Interestingly, both the teams applied counter-pressing, high up the pitch, whenever they lost the ball in attack, which drastically reduced the number of counter attacks they faced in the game. Italy were expected to sit very deep in this match with Germany dominating possession of the ball. However, Conte's men, especially the attackers, made sure that the defence is not left exposed on counter attacks as they looked to win the ball back immediately after losing it. Giaccherini and Sturaro joined Eder and Pelle in their endeavor to put the likes of Hummels, Boateng, and Kroos under pressure, and that drastically affected Germany's buildup play.

Khedira's injury nearly proves to be big blow

The Juventus midfielder looked the most dangerous German player on the pitch in the opening 15 minutes of the match. With Italy holding on to their shape and pushing Germany wide of the pitch, Khedira's late runs from the midfield seemed like the only route through which the Germans can breach the Italian defence through the middle.

The 29-year-old was looking to exploit the space between the center backs with his runs, especially on the right-hand side of the pitch, and it took a lot of persistent effort from Marco Parolo to track his run. Khedira's energy was proving to be the difference, till he picked up an injury after he received what looked like an innocuous challenge from Chiellini.

Khedira was replaced by Bastian Schweinsteiger, who has not played a lot of football in recent times. The Manchester United midfielder looked rusty, and lacked the drive that Khedira provided in the attack. In fact, his defensive mistake nearly proved costly for the Germans towards the end of the first half.

Leonardo Bonucci is brilliant at picking up long passes, and in this tournament, he had built a special bond with Emanuele Giaccherini. The Juventus defender picked up a well-timed run from the Bologna midfielder with a lovely cross-field pass over the top of the German defence, and it was Schweinsteiger who failed to track his run. Thankfully for Germany, Giaccherini's cut back did not find any Italian shirt inside the box, and Sturaro's drive was deflected wide by Boateng.

Two of the best defences in the world were on the pitch, and they were on song

Germany were yet to concede a goal in the tournament at the start of this clash against Italy, who themselves had conceded just once in four games. The match showcased six world class center backs—Jerome Boateng, Giorgio Chiellini, Leonardo Bonucci, Andrea Barzagli, Mats Hummels and Benedikt Howedes—in an era when there is a clear dearth of world class center backs. Behind these two impressive defences were two of the best goalkeepers to have played this sport. It was only normal that the match ended up being a masterclass in 'How to defend'. Germany hardly stretched the Italian defence, despite all of their ball possession. Bonucci and Chiellini were dominant in the air, and swift on the ground.
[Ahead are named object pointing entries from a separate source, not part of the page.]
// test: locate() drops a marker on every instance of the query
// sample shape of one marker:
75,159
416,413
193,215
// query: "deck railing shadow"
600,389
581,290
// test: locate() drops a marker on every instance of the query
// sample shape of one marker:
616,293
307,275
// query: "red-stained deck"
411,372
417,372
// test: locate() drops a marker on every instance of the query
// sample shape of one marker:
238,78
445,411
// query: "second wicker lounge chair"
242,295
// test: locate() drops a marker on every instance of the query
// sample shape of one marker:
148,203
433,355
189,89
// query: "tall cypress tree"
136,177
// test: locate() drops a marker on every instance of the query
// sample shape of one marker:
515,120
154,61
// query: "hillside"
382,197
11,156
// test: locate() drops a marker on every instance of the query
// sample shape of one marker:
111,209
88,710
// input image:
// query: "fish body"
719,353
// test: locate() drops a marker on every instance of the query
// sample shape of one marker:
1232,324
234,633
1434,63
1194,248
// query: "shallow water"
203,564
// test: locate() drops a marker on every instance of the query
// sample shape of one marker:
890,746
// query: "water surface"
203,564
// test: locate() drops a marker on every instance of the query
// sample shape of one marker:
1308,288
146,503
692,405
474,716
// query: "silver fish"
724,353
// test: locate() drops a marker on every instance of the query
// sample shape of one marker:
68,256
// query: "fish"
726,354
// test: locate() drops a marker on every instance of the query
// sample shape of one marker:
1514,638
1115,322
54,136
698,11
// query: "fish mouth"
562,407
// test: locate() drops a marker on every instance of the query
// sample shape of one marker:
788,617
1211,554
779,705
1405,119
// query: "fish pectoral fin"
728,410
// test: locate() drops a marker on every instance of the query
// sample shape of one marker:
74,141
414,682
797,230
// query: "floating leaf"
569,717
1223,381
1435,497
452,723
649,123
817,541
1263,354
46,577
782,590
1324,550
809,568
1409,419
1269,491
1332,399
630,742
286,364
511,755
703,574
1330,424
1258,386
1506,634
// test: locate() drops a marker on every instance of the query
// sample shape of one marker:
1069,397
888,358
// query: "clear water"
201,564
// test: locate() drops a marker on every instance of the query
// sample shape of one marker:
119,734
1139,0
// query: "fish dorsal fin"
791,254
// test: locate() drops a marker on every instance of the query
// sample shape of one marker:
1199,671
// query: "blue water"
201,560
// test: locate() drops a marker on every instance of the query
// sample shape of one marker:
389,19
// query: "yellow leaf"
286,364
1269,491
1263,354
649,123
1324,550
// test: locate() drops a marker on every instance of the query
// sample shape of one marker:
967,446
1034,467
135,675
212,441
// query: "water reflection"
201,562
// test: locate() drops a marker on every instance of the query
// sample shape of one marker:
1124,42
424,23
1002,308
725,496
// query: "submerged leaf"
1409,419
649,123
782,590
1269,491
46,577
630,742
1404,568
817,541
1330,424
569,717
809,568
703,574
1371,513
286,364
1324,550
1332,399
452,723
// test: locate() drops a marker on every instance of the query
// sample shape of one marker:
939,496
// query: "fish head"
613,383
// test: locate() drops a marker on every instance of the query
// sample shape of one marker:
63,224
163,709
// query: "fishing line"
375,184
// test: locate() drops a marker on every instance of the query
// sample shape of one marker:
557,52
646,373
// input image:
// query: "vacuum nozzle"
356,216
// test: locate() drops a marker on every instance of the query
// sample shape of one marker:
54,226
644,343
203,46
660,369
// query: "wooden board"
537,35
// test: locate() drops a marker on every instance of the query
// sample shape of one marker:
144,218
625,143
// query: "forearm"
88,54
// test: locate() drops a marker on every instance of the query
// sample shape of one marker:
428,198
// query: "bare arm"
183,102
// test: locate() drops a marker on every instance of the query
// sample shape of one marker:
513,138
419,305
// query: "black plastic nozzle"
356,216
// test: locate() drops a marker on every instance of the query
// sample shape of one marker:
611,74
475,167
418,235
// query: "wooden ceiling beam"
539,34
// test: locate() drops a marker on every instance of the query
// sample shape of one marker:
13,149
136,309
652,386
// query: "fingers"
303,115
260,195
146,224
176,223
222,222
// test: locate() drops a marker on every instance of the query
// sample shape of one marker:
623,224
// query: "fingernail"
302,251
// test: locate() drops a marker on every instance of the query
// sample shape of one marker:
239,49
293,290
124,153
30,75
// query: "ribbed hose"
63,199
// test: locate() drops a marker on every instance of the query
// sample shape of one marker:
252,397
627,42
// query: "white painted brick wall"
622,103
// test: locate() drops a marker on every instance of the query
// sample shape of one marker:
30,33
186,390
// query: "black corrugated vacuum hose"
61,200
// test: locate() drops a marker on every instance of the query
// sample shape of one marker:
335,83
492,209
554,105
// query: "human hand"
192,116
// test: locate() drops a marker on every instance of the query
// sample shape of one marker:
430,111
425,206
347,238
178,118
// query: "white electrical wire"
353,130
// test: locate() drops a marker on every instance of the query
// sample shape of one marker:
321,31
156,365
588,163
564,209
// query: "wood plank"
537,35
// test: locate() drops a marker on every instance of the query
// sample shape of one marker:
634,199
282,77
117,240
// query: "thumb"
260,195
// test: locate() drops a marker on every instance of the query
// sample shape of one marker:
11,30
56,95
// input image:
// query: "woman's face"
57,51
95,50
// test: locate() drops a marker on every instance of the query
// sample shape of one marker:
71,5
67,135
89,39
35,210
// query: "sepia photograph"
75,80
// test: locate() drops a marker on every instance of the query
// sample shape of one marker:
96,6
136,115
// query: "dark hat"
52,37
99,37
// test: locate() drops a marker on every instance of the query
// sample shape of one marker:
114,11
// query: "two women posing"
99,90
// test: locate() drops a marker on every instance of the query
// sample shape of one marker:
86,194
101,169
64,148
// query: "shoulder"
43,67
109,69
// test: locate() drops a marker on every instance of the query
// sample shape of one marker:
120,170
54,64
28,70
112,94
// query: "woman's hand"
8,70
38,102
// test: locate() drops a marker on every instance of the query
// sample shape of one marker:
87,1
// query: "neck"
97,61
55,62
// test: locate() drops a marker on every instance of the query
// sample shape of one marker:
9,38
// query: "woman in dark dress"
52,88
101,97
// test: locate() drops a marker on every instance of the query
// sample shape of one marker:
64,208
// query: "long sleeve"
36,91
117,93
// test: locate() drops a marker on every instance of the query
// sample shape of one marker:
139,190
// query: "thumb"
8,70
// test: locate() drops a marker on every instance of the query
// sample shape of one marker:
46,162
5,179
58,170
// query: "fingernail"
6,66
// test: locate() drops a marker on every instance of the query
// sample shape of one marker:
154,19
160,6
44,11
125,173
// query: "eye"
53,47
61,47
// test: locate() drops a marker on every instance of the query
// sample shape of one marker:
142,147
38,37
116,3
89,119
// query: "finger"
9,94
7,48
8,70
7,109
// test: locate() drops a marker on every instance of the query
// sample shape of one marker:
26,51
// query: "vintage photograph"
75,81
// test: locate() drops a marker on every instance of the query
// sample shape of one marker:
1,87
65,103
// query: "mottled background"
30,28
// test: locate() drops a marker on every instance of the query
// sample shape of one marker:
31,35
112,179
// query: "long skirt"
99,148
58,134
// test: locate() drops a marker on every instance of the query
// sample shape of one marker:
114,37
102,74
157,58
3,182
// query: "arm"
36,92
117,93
At the other end, Boateng was imperious. The 27-year-old is perhaps the most complete center back in the world at the moment, and he showed why. He was swift to break down the Italian counter-attacks, and was always at the right place to thwart away danger. Ironically though, after putting in such an accomplished performance, it was his only mistake in the game which allowed the Italians a way back into the match. A strange handball incident in the 78th minute, gave Bonucci an opportunity to equalize from the spot and take the match to extra-time.